Salid y disfrutad. Imagino que llegando al Camp Nou, Leo leería el lema que había aparecido por sorpresa en la fachada principal del templo. Lejos de pasarlo por alto, Messi hizo suyo el primer mandamiento del cruyffismo. El diez salió... y simplemente disfrutó. Vaya si lo hizo. Tras unos primeros minutos de cierta zozobra, el capitán ejerció de tal. Fue entonces cuando se cumplió el dogma que define al fútbol los últimos años: si aparece Messi, rara vez hay partido. Inspirado por su bendito pie izquierdo, asistimos a un nuevo recital de diabluras. Robo, caño, rosca y gol. Sprint corto, remate, asusto al portero y balón a la red. En pocos minutos, de nuevo la ley del más fuerte. El Barça disfruta de un factor diferencial, un as en la manga, un comodín. Y no, como dijo Valverde, no se debe pedir perdón por ello, si no disfrutarlo. Y aprovecharlo en su actual versión. La de jugador que fantasea con un balón sí, pero también la del futbolista que se arremanga, que trabaja, que lee el partido, que detecta el camino y que marca el trayecto a seguir.

Con Messi al frente, el culé se pellizca. ¿Es real lo que ven sus ojos? Mira hacia atrás, y ve al fin superado el muro de los cuartos de final. Pasada esa dura pantalla, mira al frente y el paisaje asusta por lo bonito que es. A un lado, la Liga sentenciada. Al otro, una final de Copa reservada. Y en el centro, cada vez más cerca, se vislumbra ya la linda y deseada. Queda trecho, faltan curvas y obstáculos que no serán fáciles, pero al Barça se le entrega carta para fantasear. Por sus méritos y por las alternativas que se han quedado en el camino. Sin rival en la Liga, apeando al que apareció en la Copa, y observando en Europa como han ido cayendo las que eran torres más altas.
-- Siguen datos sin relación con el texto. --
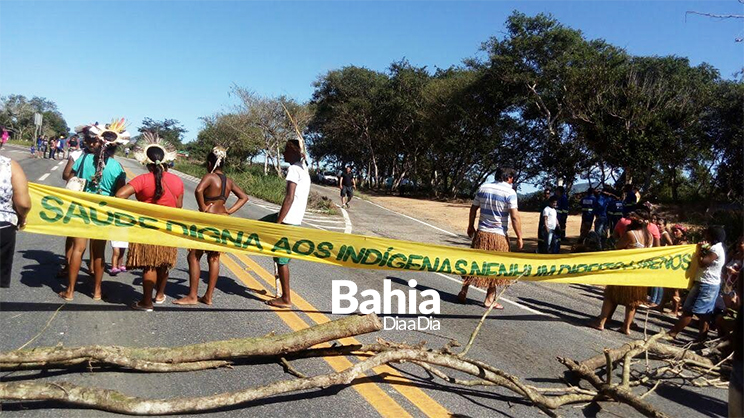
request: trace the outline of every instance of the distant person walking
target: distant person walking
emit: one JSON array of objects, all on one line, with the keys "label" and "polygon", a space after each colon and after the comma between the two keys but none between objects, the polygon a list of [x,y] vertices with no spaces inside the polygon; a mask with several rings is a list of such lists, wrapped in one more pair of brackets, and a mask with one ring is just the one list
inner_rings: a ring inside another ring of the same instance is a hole
[{"label": "distant person walking", "polygon": [[65,136],[60,135],[59,139],[57,140],[57,156],[60,160],[65,159]]},{"label": "distant person walking", "polygon": [[579,239],[581,240],[586,238],[589,231],[592,230],[592,225],[594,224],[594,204],[596,201],[594,187],[590,187],[584,194],[584,197],[581,198],[581,230],[579,231]]},{"label": "distant person walking", "polygon": [[[310,174],[304,162],[300,141],[290,139],[284,147],[284,161],[290,164],[287,169],[287,190],[284,202],[276,217],[276,223],[286,225],[300,225],[305,216],[307,197],[310,194]],[[289,294],[289,261],[287,257],[274,257],[277,274],[282,287],[282,295],[267,300],[266,304],[278,308],[292,307]]]},{"label": "distant person walking", "polygon": [[341,190],[341,207],[348,208],[351,198],[354,197],[354,189],[356,189],[356,180],[354,175],[351,174],[351,166],[346,166],[346,169],[338,177],[338,188]]},{"label": "distant person walking", "polygon": [[26,174],[17,162],[0,156],[0,287],[10,287],[16,231],[26,225],[30,210]]},{"label": "distant person walking", "polygon": [[[470,206],[468,219],[468,237],[473,239],[471,248],[493,251],[509,251],[509,218],[511,218],[514,233],[517,236],[517,248],[522,249],[522,224],[517,208],[517,192],[512,188],[515,171],[511,168],[500,168],[496,172],[496,182],[486,183],[478,189],[478,193]],[[475,216],[480,210],[478,229],[475,228]],[[462,289],[457,295],[460,303],[465,303],[470,285],[486,288],[486,307],[494,305],[495,309],[504,309],[496,302],[496,288],[511,283],[509,279],[479,276],[463,276]]]}]

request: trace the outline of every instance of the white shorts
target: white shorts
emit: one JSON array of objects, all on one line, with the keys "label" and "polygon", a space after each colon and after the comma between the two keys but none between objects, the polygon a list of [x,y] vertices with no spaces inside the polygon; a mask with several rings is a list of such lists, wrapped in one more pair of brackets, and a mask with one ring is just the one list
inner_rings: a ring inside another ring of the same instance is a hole
[{"label": "white shorts", "polygon": [[129,248],[129,243],[126,241],[111,241],[111,246],[114,248]]}]

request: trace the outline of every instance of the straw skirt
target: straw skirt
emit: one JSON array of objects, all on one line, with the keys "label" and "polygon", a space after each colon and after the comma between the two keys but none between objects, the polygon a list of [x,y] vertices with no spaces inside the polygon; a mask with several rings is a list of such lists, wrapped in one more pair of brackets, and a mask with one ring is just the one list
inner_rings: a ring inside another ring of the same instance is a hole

Queda pues declarado el estado de ilusión. El culé, de nuevo, tiene licencia para soñar. Por dónde está, por cómo ha llegado hasta aquí y por quién le lidera. Está el Barça llegando a la cima, y se siente fuerte. Ni rastro del Madrid. Se quedó el Atlético. Cayó Cristiano. También Guardiola. La recta final en la reconquista de la linda y deseada aparece menos exigente de lo previsto. Pero cuidado. Confiar sí, confiarse no. Craso error ahora caer en el darlo por hecho. Queda lo más difícil, saber gestionar la etiqueta que el Barça se ha ganado por méritos propios. Pasa a ser el favorito. Desde esa condición, ahora le toca, como diría Valverde, redactar su propio destino. Genera confianza saber que quien escribe es el diez. El que lanzó la arenga. El líder. El que permite soñar. Messi. El que sale y disfruta.